Teens with bipolar disorder often suffer alone because their symptoms can be misdiagnosed. Here is one young adult’s story of her path to her diagnosis.
I Have Bipolar Disorder
When I was merely ten years old, I would often slam my eyes shut and dream that my classmates were chasing after me with knives. These night terrors might have been the first clue that something was very wrong with me, psychologically. During the day, I would engage in risky behaviors like riding my bike as fast as I could down my driveway and into the street. I also feared regularly that I would be kidnapped when my parents could not protect me on my way to school or the library.
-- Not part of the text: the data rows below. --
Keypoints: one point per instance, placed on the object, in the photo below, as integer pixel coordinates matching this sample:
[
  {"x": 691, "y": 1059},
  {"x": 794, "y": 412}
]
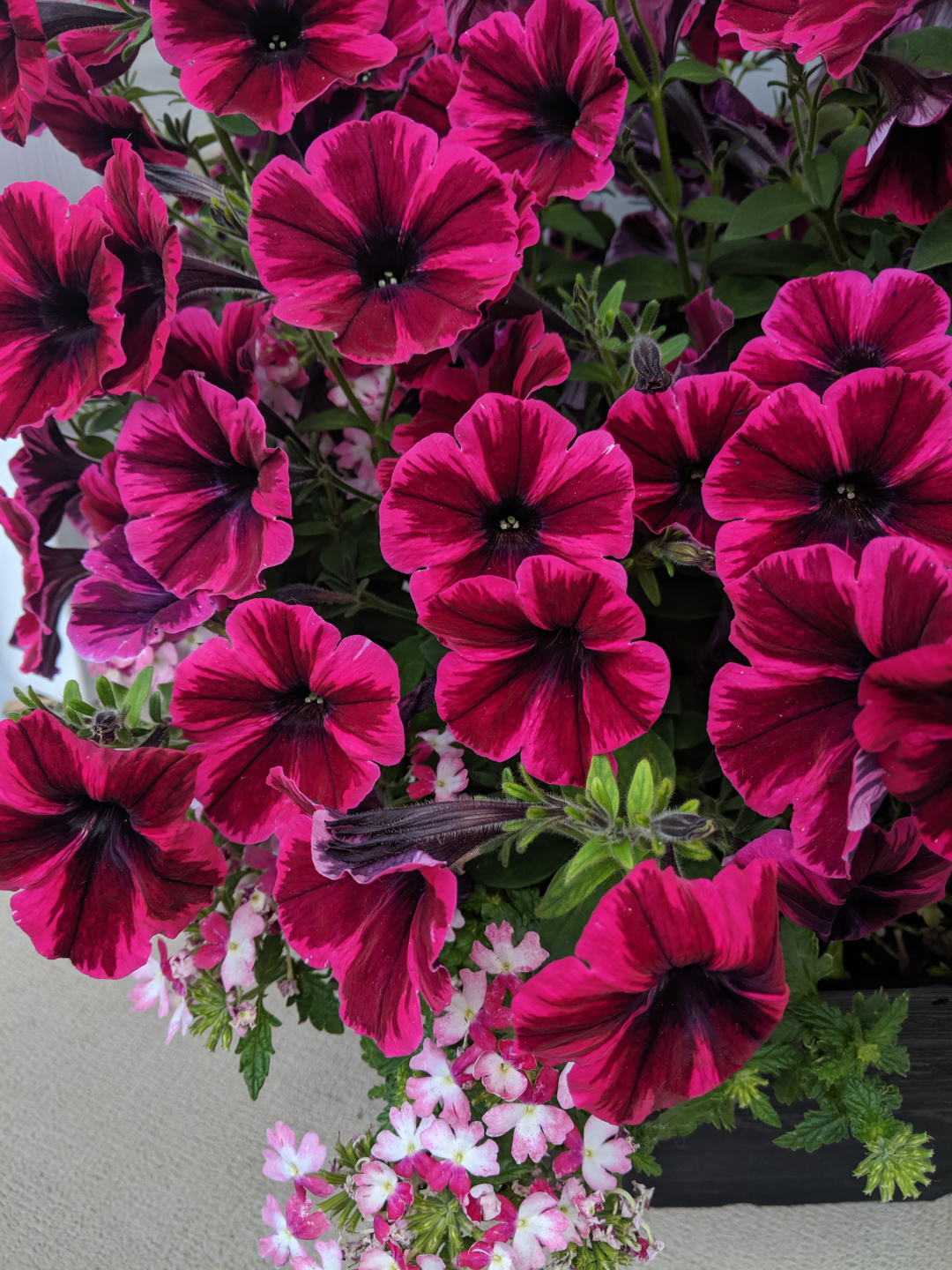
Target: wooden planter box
[{"x": 712, "y": 1168}]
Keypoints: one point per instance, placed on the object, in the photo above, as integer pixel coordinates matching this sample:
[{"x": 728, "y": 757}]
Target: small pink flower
[
  {"x": 231, "y": 945},
  {"x": 403, "y": 1148},
  {"x": 461, "y": 1154},
  {"x": 439, "y": 1086},
  {"x": 288, "y": 1162},
  {"x": 290, "y": 1229},
  {"x": 453, "y": 1024},
  {"x": 507, "y": 960},
  {"x": 533, "y": 1123}
]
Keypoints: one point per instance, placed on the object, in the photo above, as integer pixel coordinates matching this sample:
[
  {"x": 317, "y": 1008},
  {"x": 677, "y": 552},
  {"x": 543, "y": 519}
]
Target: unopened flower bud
[{"x": 646, "y": 360}]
As a child and teen, my moods were entirely unpredictable. I would giggle my way through drama club even when nothing was funny. This would often be followed by sobbing in a bathroom stall. As a young teen, my parents divorced and I moved across the country with my mom and brother. I was fourteen and just starting high school, and my moods were changing more quickly than I could make sense of them.
Bipolar Disorder In Teens
At the beginning of high school, I was a cheerleader and in the “in crowd”. But despite being popular and getting everything I had ever wanted, I was miserable. I could barely make it through a class without either laughing hysterically or crying from the pain of having this sickness that I couldn’t quite understand. I knew I was sad, and quite often too. But I also fooled myself into thinking I was okay.
I had my first psychiatric evaluation when I was ten, but didn’t start choking down antidepressant medications until my life was spinning out of control when I was fourteen. When the psychiatrist prescribed Prozac, the happy, giddy periods seemed to diminish and I lost my ability to sleep again. As I paced restlessly around my house while my family slept, I just couldn’t figure out the cause of my pain. At that time, I didn’t know that antidepressants often negatively affect teens with bipolar disorder like me and make their symptoms worse.
Before long, we moved a few hours away and life at my new high school was no better. My worried mother transported me from one psychiatrist to another, constantly scribbling out checks for the co-pays for all the doctors who weren’t helping me, and the medications that only seemed to be making me worse.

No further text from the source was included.